When people turn away, criminals of all types take advantage, whether it be a cop, a teacher, a city councilor or a citizen. This is why phones that can record such abuses are so important and powerful. They bring injustices to light. (Can you imagine if children were routinely able to record the behaviors of their parents and blast it out for the world to see?)

Yet, I wonder why so many inner-city, minority communities exist in darkness in the first place. I live in the city of Holyoke, which is surrounded by one of the most liberal, progressive communities in the nation: the Pioneer Valley.

Nearby, we have quaint towns like Amherst, nestled in between some of the best universities in the nation. We have thriving arts communities in Northampton, which has a long history of social justice movements. Many of the people who live in these predominantly white, middle-income communities are standing out in the streets, justly chanting “I can’t breathe!” and holding signs that read, “Defund the Police.”

Yet, right next to these communities, we have one of the poorest communities in the state and all the violence and suffering that comes with poverty. I wonder where our neighbors are when there is not a national crisis. Where are they when there is not a protest? I don’t see them in our city.

Where were they a few months ago when Holyoke tried to build two new middle schools for its impoverished students?
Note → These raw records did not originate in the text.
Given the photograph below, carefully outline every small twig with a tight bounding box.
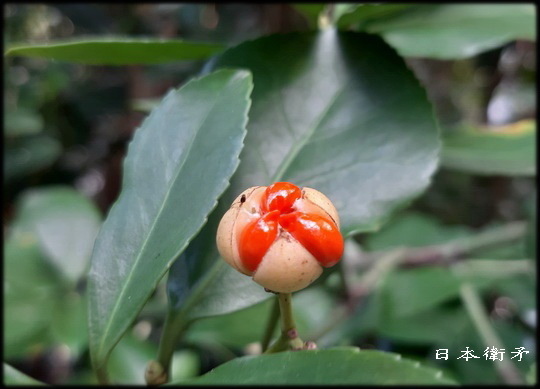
[310,222,529,343]
[456,273,524,385]
[95,365,110,385]
[401,222,527,267]
[347,248,408,302]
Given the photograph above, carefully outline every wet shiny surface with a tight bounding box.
[261,182,302,214]
[279,211,343,267]
[237,182,343,271]
[238,210,280,272]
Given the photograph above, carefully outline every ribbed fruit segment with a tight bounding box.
[261,182,301,214]
[238,210,280,273]
[279,212,344,267]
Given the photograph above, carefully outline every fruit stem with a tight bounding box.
[277,293,296,334]
[264,293,304,353]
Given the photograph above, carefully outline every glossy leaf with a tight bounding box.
[13,186,102,283]
[442,120,536,176]
[87,70,252,372]
[5,38,225,65]
[3,364,45,386]
[168,30,439,320]
[176,349,457,385]
[336,4,414,29]
[363,5,536,59]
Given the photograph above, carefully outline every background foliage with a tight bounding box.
[3,3,536,386]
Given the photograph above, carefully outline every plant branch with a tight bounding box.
[310,248,406,342]
[399,222,526,267]
[312,222,529,342]
[457,276,524,385]
[95,365,109,385]
[146,312,191,385]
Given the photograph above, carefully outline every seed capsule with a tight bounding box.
[216,182,344,293]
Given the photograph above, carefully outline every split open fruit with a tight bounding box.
[216,182,344,293]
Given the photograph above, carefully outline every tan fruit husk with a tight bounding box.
[216,185,341,292]
[296,187,340,228]
[252,233,322,293]
[216,186,265,274]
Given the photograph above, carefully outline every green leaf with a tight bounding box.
[186,287,334,348]
[215,31,439,236]
[186,299,274,348]
[4,233,61,359]
[379,304,470,345]
[13,186,102,284]
[336,4,414,29]
[380,267,461,317]
[292,4,326,28]
[168,30,439,320]
[5,38,226,65]
[4,191,98,358]
[364,211,471,251]
[527,363,536,385]
[357,212,468,320]
[4,135,61,183]
[50,292,88,357]
[364,5,536,59]
[365,213,528,319]
[176,349,456,385]
[87,69,252,373]
[3,364,46,386]
[443,318,530,384]
[441,120,536,176]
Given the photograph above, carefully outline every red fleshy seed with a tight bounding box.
[238,210,280,273]
[261,182,301,214]
[279,211,343,267]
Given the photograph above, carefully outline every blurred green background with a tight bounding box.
[3,4,536,385]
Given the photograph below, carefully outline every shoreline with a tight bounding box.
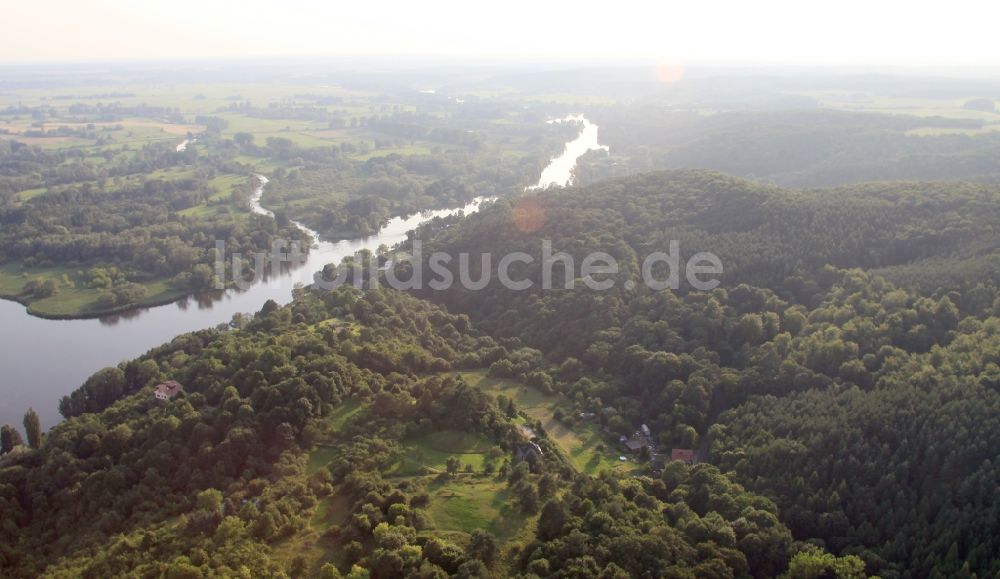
[0,116,595,322]
[0,200,482,321]
[0,285,202,321]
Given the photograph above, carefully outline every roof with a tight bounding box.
[625,438,648,451]
[153,380,184,398]
[671,448,696,464]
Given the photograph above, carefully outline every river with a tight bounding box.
[0,116,603,430]
[528,115,608,189]
[0,182,488,430]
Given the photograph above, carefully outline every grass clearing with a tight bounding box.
[307,445,339,475]
[269,530,340,578]
[798,91,1000,122]
[459,370,640,475]
[905,124,1000,136]
[178,173,249,217]
[385,430,492,477]
[311,491,351,532]
[424,478,534,543]
[325,400,363,432]
[353,144,433,160]
[16,187,48,201]
[0,263,186,318]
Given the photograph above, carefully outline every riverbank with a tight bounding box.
[1,115,605,321]
[0,117,603,429]
[528,115,609,190]
[0,265,193,320]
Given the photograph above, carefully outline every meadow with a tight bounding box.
[458,370,640,475]
[0,263,186,318]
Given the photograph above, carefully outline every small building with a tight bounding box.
[671,448,696,465]
[152,380,185,402]
[625,438,648,453]
[625,430,656,454]
[641,424,651,437]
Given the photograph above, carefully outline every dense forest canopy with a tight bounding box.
[405,171,1000,577]
[2,66,1000,578]
[0,287,852,578]
[577,108,1000,188]
[3,168,998,577]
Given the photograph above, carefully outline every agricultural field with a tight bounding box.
[0,74,576,317]
[803,91,1000,122]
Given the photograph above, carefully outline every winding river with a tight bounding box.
[528,115,608,189]
[0,116,603,430]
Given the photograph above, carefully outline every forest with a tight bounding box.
[0,287,857,578]
[576,108,1000,188]
[0,88,567,317]
[0,78,579,317]
[2,169,998,577]
[3,63,1000,578]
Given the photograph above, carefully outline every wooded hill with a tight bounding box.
[2,170,999,577]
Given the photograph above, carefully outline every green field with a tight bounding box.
[321,400,364,435]
[307,445,339,475]
[0,81,384,162]
[797,91,1000,122]
[905,124,1000,136]
[269,533,338,577]
[15,187,48,201]
[424,478,534,543]
[353,143,434,160]
[178,173,250,217]
[385,429,493,477]
[0,116,200,152]
[0,263,187,318]
[310,491,351,532]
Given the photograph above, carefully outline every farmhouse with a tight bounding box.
[625,437,650,453]
[152,380,185,401]
[624,424,657,454]
[671,448,696,465]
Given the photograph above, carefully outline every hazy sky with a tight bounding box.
[3,0,1000,65]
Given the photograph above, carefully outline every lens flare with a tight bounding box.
[513,198,546,233]
[657,61,686,85]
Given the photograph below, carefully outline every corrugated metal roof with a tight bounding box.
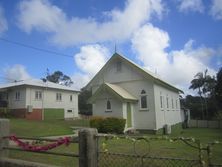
[0,79,78,92]
[88,83,137,103]
[105,83,137,101]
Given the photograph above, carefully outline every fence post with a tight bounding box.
[79,128,98,167]
[0,119,9,158]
Where were they when educators told the public about classrooms with no windows, walls caked in mold, roofs that leak when it rains? Where were they when school supporters (just a handful) spent nights calling residents and knocking on doors, asking them to help pay for these schools?
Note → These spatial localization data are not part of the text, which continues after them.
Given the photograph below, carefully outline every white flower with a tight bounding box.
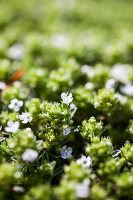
[5,120,20,133]
[75,179,90,198]
[94,101,100,108]
[81,65,90,73]
[22,149,38,163]
[76,155,92,168]
[19,113,32,124]
[8,99,23,112]
[115,93,127,104]
[13,81,21,87]
[70,103,77,117]
[81,65,94,78]
[111,64,130,83]
[36,69,44,76]
[61,147,72,159]
[63,128,71,136]
[12,186,24,193]
[0,81,6,90]
[105,79,116,90]
[85,82,94,90]
[50,34,70,49]
[120,82,133,96]
[61,92,73,104]
[74,128,79,132]
[8,43,24,60]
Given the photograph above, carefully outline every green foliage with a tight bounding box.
[0,0,133,199]
[1,83,29,104]
[7,128,40,156]
[94,88,120,114]
[81,117,103,138]
[23,184,52,200]
[86,136,113,164]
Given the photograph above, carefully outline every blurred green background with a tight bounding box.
[0,0,133,33]
[0,0,133,67]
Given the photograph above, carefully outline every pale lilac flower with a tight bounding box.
[0,81,6,90]
[120,82,133,96]
[111,64,130,83]
[105,79,116,90]
[75,179,90,198]
[8,99,23,112]
[61,147,72,159]
[8,43,24,60]
[5,120,20,133]
[50,34,70,49]
[22,149,38,163]
[61,92,73,104]
[63,128,71,136]
[76,155,92,168]
[19,113,32,124]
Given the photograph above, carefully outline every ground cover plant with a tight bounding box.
[0,0,133,199]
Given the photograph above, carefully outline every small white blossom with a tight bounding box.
[5,120,20,133]
[63,128,71,136]
[85,82,94,90]
[75,179,90,198]
[115,93,127,104]
[111,64,130,83]
[25,128,32,131]
[19,113,32,124]
[8,99,23,112]
[105,79,116,90]
[8,43,24,60]
[81,65,90,74]
[36,69,44,76]
[22,149,38,163]
[0,81,6,90]
[61,147,72,159]
[76,155,92,168]
[120,82,133,96]
[61,92,73,104]
[13,81,21,87]
[81,65,94,78]
[12,186,24,193]
[50,34,70,49]
[14,171,22,179]
[94,101,100,108]
[74,128,79,132]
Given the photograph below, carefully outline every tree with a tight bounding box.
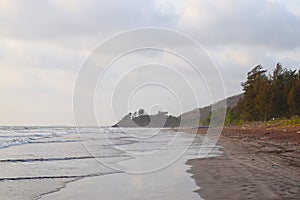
[228,64,299,123]
[269,63,297,118]
[138,108,145,116]
[132,111,137,118]
[255,76,271,121]
[288,71,300,116]
[240,65,268,121]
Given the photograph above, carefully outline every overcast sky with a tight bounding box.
[1,0,300,126]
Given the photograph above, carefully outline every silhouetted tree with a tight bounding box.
[138,109,145,116]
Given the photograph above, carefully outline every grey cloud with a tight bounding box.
[179,0,300,49]
[0,0,178,39]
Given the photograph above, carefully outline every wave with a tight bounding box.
[0,171,121,181]
[0,154,128,163]
[0,127,80,149]
[0,138,29,148]
[0,138,82,149]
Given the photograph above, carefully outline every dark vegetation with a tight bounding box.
[112,109,180,128]
[204,63,300,125]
Where were they when we listened to an onslaught of racist remarks, when we argued against city leaders telling lies? Where were they when the city voted against building those middle schools, when the city voted to keep another generation of students in a cycle of poverty that allows for many of the injustices they cry out against in protests?

They were in nearby towns in homes walled in by invisible boundaries based on income and race, in neighborhoods created and supported by the types of supremacy (both white and income-based) they claim to fight against. They had turned away from cities like Holyoke long ago, allowing them to remain in the dark.

What will they say as our city’s students return to falling apart buildings next fall? Will they remain silent? Will they continue keeping Holyoke and other cities like us in the dark where abuses thrive?

Their choice not to go to a restaurant, a hardware store or a grocery store in a low-income area keeps our economy from growing. Their choice not to move into one of our neighborhoods keeps tax dollars from paying for training of our police officers or improving a park where our children can play.

Their decision to “choice” their children out of public schools (or refuse to move into our community because of our public schools) keeps our schools in shambles and our citizens disempowered.

They have created the stage where many abuses are acted out, and now they sit in their comfortable seats in the audience, watching, and sometimes standing up in protest before they return home.

Patrick O’Connor is a Holyoke resident.